The Flemish Minister for Integration and Interior, Bart Somers (Open Vld), wants to withdraw official recognition of the Noor-ul-Haram mosque in Antwerp because of internal disagreements that have been going on there for over three years.
Somers wants to pull the mosque’s official status because internal disagreements are “jeopardising the mosque’s functioning,” the minister said, adding that the problems that have arisen with the mosque have nothing to do with extremism.
Opened in 2007, the Noor-ul-Haram mosque of the Pakistani-Indian Antwerp Islamic Association has been dealing with internal disagreements since 2016 when the board of the non-profit organization stopped allowing the imam to enter prayer rooms and instead appointed a new, not officially recognised, imam.
“Social relevance of a religious community is one of the conditions for maintaining [official] recognition,” Somers explained, adding that “sustainable anchoring within the municipality is difficult if a conflict drags on for years.”
“Moreover, it is not acceptable to us that essential administrative and decree provisions are not complied with and that the recognised imam has simply been replaced by a new imam that is not recognised,” Somers explained.

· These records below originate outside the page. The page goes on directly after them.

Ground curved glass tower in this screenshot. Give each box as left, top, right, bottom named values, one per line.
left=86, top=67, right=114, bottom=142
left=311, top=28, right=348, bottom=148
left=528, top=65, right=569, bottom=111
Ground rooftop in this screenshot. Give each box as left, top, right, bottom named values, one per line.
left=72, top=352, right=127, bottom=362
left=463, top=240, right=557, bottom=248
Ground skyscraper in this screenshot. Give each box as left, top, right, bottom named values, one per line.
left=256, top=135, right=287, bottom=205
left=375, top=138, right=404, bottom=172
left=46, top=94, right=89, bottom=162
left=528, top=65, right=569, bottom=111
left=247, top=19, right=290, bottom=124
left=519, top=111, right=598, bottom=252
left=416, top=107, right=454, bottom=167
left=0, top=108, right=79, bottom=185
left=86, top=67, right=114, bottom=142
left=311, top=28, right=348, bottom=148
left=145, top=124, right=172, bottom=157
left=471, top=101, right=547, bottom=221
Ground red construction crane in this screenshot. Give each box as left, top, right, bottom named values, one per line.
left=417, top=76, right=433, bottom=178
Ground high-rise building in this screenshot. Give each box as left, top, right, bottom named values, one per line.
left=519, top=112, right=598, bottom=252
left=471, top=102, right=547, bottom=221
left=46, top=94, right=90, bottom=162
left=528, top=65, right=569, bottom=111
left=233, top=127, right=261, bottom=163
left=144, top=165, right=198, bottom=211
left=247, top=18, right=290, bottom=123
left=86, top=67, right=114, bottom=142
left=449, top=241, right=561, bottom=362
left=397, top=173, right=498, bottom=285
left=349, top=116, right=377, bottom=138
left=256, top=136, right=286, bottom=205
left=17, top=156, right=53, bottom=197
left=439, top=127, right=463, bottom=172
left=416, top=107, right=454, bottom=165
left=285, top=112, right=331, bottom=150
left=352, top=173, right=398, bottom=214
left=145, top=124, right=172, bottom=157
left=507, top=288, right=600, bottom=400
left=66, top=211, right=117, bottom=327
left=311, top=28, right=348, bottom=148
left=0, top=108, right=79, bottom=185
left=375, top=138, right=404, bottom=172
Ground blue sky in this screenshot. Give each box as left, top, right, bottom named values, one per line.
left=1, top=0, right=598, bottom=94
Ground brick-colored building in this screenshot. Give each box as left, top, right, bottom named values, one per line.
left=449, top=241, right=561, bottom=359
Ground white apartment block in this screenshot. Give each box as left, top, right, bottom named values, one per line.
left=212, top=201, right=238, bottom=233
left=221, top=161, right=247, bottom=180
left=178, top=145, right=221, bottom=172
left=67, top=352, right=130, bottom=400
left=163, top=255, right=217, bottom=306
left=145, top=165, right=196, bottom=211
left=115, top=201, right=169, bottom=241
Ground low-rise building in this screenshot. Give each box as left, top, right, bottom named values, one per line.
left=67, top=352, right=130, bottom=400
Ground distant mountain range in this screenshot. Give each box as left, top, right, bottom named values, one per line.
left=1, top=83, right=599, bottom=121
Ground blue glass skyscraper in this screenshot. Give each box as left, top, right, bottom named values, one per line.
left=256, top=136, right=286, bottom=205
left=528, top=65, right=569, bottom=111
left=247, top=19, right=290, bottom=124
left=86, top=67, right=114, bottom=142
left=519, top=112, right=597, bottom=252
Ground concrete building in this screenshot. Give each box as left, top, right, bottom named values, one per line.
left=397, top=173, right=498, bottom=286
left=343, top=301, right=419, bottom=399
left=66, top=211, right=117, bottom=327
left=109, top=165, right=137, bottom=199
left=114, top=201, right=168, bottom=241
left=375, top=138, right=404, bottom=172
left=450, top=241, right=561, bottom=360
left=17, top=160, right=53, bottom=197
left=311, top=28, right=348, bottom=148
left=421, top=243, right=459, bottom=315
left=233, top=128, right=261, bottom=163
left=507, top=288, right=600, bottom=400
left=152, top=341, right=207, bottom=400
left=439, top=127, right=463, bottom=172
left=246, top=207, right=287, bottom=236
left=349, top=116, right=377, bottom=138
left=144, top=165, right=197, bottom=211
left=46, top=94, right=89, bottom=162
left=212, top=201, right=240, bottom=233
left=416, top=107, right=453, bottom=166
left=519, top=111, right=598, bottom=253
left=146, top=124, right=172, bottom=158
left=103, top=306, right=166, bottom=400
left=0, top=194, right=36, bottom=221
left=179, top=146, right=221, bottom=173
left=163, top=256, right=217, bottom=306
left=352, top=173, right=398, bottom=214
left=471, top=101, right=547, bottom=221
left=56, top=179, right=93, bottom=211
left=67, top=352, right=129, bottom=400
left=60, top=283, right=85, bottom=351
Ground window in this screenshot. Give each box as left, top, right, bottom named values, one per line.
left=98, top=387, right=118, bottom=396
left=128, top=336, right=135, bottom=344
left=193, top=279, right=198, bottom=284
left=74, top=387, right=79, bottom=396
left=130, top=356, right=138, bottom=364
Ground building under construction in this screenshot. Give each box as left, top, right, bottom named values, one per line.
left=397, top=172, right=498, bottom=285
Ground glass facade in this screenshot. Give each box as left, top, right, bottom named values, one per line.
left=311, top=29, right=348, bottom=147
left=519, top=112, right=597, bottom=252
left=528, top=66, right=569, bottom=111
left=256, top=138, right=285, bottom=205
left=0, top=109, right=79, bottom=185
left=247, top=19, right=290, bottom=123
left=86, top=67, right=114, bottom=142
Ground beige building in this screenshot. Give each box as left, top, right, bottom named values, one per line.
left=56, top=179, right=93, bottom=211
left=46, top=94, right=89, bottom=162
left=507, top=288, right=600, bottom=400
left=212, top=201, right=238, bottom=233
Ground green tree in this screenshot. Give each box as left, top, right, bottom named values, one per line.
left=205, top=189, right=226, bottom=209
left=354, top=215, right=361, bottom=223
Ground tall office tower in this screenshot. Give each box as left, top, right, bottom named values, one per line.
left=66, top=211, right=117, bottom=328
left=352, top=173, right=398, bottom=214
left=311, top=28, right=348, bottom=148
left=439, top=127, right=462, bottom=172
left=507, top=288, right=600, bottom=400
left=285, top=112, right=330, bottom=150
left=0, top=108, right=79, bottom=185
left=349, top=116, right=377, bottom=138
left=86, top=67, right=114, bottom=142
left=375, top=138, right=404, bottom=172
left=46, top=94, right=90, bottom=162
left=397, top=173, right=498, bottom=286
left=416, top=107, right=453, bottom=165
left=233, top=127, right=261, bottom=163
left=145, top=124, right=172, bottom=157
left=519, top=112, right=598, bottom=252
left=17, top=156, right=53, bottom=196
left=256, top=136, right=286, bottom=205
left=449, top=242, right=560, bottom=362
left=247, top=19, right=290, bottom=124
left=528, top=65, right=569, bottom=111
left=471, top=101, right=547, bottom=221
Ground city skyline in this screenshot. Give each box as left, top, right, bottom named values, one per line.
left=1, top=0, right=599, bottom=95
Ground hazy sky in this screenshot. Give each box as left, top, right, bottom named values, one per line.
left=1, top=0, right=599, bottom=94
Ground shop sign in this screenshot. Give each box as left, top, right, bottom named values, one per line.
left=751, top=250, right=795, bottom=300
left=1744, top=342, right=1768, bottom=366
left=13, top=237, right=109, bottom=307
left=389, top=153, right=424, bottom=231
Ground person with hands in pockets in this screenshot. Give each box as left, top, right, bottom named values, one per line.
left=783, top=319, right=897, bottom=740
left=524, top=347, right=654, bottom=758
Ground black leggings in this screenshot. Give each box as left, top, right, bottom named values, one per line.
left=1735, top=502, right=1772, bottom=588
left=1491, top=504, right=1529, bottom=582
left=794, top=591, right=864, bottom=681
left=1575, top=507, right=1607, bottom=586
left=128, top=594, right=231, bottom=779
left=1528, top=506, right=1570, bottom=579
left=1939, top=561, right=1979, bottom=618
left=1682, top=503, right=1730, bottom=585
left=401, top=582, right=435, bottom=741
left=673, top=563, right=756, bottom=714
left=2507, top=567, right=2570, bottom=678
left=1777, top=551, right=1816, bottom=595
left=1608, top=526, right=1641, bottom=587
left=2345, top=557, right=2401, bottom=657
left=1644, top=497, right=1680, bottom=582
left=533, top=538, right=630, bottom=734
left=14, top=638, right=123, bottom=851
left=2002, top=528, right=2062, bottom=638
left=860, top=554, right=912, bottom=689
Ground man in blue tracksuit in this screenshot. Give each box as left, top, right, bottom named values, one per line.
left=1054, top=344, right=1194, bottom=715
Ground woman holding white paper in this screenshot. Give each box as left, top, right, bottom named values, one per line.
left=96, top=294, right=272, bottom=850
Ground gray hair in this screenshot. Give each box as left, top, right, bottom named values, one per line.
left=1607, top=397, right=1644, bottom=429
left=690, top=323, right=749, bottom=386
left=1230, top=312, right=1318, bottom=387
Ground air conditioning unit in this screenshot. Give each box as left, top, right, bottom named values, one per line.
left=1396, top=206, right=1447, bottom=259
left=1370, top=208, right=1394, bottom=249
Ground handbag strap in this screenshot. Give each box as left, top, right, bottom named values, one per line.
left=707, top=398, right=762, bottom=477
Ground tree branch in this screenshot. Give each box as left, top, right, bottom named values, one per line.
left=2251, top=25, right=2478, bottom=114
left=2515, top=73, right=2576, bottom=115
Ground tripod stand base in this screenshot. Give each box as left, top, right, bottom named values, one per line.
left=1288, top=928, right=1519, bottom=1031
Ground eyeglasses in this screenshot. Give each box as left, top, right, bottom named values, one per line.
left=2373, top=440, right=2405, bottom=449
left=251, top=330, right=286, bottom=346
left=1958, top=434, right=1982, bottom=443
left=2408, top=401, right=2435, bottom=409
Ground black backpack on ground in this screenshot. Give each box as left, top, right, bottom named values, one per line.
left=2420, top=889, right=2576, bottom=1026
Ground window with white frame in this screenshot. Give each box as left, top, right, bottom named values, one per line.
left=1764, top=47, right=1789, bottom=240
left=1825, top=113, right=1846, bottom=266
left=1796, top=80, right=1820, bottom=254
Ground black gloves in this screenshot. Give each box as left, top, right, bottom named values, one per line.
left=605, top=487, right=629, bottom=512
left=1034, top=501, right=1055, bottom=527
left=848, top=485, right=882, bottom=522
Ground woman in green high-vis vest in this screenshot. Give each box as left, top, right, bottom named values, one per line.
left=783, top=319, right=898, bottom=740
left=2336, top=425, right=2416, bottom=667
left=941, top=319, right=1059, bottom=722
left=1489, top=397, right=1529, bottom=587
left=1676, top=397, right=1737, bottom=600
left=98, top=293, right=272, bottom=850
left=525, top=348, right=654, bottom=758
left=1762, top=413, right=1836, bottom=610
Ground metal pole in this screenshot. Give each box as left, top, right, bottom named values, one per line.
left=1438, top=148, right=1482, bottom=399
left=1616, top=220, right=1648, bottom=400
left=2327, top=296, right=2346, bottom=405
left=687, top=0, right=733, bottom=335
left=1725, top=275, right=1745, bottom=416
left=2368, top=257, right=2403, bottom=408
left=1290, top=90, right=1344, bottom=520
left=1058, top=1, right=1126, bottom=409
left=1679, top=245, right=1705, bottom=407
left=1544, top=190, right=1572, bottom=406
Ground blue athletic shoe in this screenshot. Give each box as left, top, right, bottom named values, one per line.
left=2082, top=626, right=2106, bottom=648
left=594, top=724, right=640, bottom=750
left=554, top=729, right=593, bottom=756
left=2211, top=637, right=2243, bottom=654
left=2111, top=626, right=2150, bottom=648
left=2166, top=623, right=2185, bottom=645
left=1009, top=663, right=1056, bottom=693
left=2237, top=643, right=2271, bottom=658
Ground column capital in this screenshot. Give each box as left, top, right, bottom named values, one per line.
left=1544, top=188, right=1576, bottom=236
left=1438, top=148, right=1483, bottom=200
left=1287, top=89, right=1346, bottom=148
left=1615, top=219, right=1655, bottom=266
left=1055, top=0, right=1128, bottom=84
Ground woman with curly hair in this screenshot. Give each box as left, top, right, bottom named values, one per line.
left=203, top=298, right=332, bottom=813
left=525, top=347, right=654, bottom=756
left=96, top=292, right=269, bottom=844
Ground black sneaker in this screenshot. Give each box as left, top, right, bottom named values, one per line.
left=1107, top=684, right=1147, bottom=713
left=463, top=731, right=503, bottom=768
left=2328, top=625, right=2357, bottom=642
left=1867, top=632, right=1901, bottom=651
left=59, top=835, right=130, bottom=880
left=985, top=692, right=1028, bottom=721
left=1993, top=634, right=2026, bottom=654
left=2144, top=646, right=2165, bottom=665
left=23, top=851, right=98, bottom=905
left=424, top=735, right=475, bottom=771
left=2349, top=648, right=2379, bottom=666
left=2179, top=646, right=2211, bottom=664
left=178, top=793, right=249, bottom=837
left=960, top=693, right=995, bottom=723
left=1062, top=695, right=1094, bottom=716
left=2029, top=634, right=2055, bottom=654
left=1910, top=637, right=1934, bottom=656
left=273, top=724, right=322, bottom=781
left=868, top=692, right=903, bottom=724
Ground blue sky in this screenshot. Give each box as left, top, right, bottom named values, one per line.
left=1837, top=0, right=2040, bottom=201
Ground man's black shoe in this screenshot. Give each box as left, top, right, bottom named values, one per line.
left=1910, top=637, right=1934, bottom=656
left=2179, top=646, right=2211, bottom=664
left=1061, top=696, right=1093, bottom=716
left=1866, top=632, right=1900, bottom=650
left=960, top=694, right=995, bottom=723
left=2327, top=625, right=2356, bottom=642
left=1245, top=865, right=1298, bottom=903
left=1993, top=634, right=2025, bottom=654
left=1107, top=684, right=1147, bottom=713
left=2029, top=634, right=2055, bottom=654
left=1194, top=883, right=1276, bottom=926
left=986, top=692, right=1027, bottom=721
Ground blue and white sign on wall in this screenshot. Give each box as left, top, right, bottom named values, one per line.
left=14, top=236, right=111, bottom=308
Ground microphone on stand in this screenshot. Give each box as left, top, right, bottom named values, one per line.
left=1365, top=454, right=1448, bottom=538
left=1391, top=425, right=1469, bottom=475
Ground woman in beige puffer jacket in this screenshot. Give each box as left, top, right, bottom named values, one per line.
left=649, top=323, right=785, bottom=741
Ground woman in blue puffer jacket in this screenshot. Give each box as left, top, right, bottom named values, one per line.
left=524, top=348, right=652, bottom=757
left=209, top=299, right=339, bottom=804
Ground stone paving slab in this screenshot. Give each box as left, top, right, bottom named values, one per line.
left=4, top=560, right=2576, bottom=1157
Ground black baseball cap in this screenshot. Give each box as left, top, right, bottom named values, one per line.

Following an investigation, the Integration and Interior section of the Flemish government has advised that the process of withdrawing the mosque’s official status be initiated, De Standaard explains.
If official recognition of the mosque is withdrawn, there will be financial repercussions for the Noor-ul-Haram mosque, as only recognised mosques receive subsidies from the Flemish government.